Шрифт:
Интервал:
Закладка:
Человеческое воображение нечасто имело перед собой объект так тонко упорядоченный, как средневековый космос. Он эстетически совершенен; разве что для нас, знающих, что такое романтизм, его упорядоченность немного чрезмерна. При всей громадности его пространств он может в конце концов поразить нас своего рода клаустрофобией. Неужели тут нет ни малейшей неясности? Нет сокровенных закоулков? Нет сумерек? Неужели мы никогда не сможем по–настоящему вырваться на простор? Следующая глава, возможно, принесет некоторое облегчение.
Глава VI. Долгожители
Стыдно помещать лепреконов в работные дома. Одно хорошо — они не станут там работать.
Честертон{1465}
Я выделил Longaevi, или долгожителей, в отдельную главу, потому что они обитают между воздухом и землей. Другой вопрос, достаточно ли они важны, чтобы оправдать такое внимание к себе. В каком‑то смысле (позволю себе оксюморон) их значение — в их незначительности. Это периферийные, эфемерные существа. Быть может, они единственные, кому Модель не определила, так сказать, официального статуса. В этом‑то и кроется их ценность для воображения. Они словно бы смягчают классическую суровость гигантской картины. Они вносят долгожданный элемент нестройности и неясности во Вселенную, которая без них рискует быть слишком самоочевидной, слишком понятной.
Название Longaevi я позаимствовал у Марциана Капеллы{1466}, который рассказывает о «танцующих стайках Longaevi, населяющих леса, поляны и рощи, озера, ключи и ручьи; зовутся они панами, фавнами… сатирами, сильванами и нимфами…»[1467]. Бернард Сильвестр говорит о похожих существах, «сильванах, панах и нереидах» — он не называет их Longaevi, — чей «век длинней» (чем человеческий), хотя они и не бессмертны. Они невинны — «беспорочны» — и обладают телами совершенной чистоты[1468].
Можно было бы, конечно, называть их феями.

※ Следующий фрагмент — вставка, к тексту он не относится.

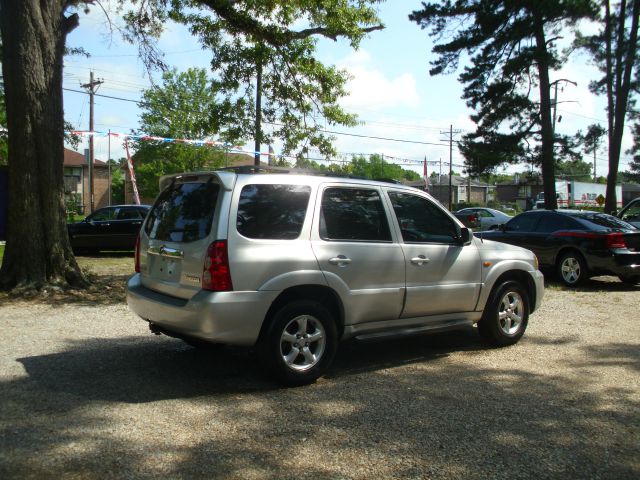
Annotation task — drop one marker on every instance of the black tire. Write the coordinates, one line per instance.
(506, 315)
(300, 343)
(630, 279)
(572, 269)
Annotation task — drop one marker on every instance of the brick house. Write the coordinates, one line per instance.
(76, 181)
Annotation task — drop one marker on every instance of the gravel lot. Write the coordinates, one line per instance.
(87, 392)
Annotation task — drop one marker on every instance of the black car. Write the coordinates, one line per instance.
(576, 244)
(631, 213)
(109, 228)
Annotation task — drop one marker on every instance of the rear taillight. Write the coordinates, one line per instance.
(216, 275)
(137, 254)
(615, 240)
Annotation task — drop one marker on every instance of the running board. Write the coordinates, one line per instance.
(411, 331)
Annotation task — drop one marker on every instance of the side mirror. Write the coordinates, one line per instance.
(465, 236)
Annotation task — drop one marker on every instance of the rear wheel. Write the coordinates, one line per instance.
(572, 269)
(300, 343)
(506, 315)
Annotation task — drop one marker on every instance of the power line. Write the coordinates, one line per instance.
(142, 103)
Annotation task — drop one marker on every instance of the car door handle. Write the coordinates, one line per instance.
(340, 260)
(420, 260)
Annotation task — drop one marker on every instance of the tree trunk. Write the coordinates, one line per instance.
(620, 82)
(546, 126)
(37, 252)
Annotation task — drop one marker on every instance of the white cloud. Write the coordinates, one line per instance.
(371, 89)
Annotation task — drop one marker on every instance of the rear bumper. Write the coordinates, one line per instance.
(619, 263)
(232, 318)
(538, 281)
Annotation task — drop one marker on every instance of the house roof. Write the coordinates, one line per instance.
(457, 181)
(75, 159)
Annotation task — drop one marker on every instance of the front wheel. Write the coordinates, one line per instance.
(300, 343)
(572, 269)
(506, 315)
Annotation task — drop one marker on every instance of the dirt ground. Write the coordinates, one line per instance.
(87, 392)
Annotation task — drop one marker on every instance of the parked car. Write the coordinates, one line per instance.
(109, 228)
(290, 264)
(630, 213)
(576, 244)
(468, 219)
(488, 218)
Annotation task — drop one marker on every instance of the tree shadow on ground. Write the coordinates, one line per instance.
(399, 410)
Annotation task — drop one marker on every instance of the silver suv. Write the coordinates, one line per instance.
(291, 264)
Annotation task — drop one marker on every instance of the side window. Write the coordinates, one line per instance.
(553, 222)
(522, 223)
(422, 221)
(274, 212)
(353, 214)
(632, 213)
(103, 215)
(183, 212)
(128, 214)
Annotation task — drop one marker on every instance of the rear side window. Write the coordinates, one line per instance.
(353, 214)
(554, 222)
(522, 223)
(274, 212)
(183, 212)
(421, 221)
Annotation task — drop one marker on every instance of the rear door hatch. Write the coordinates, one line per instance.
(181, 225)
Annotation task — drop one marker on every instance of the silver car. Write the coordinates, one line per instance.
(290, 264)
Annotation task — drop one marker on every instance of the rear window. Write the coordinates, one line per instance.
(183, 212)
(273, 212)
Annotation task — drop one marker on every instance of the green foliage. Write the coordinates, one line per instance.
(574, 170)
(184, 106)
(299, 94)
(117, 181)
(512, 50)
(634, 165)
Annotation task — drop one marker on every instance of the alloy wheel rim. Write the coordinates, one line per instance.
(511, 313)
(302, 343)
(570, 270)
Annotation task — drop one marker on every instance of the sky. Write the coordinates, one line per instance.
(405, 114)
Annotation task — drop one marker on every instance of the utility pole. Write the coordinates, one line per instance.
(258, 122)
(451, 133)
(91, 87)
(554, 103)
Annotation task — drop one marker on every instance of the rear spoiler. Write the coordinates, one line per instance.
(226, 179)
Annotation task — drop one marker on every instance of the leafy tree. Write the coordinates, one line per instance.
(38, 252)
(280, 83)
(615, 52)
(183, 107)
(512, 52)
(590, 141)
(634, 165)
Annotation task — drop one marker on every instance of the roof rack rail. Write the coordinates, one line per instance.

Однако это слово, испорченное детскими утренниками и плохими детскими книжками с еще худшими иллюстрациями, было бы опасным как название главы. Мы привнесли бы в эту тему готовое, современное представление о феях и стали бы читать старинные тексты в его свете. Верный путь, конечно, обратный: мы должны без предубеждения подходить к текстам и из них узнавать, что слово fairy значило для наших предков.
Хорошей отправной точкой могут послужить три места у Мильтона:
1) нечисть, что бродит по ночам
В тумане ль, средь огней, у озера иль у болотной топи, Костлявая ведьма иль неприкаянный дух,
Гоблин иль злобная подземная фея[1469]{1470}.
2) …как пигмеи, что живут
За гребнем гор Индийских, или те
Малютки–эльфы, что в полночный час
На берегах ручьев и на лесных
Опушках пляшут; поздний пешеход Их видит…[1471]
3) И дамы Геспер ид, что казались прекраснее
Выдуманных или легендарных существ былых времен
Волшебных девиц, что встречались в дремучем лесу
Рыцарям Логриса или Лиона[1472].
Мильтон слишком поздний автор, чтобы служить прямым доказательством средневековых верований. Эти строки ценны для нас тем, что показывают сложность традиции, которую Средние века завещали ему и его читателям. Три этих места, вероятно, никогда не соединялись в сознании Мильтона. Каждое из них решает собственные поэтические задачи. В каждом случае у поэта есть все основания ждать от своего читателя разных реакций на слово fairy. Все три реакции одинаково возможны и обоснованны, и автор мог рассчитывать, что в каждом случае читатель сделает правильный выбор. Еще одно, более раннее и, быть может, гораздо более поразительное свидетельство этой сложности: в 1576 году в Эдинбурге, то есть на том же самом острове и приблизительно в то же самое время, где и когда Спенсер старался польстить Елизавете I, уподобив ее королеве фей, женщину могли сжечь за то, что она «просила помощи» у фей и «Королевы эльфов»[1473].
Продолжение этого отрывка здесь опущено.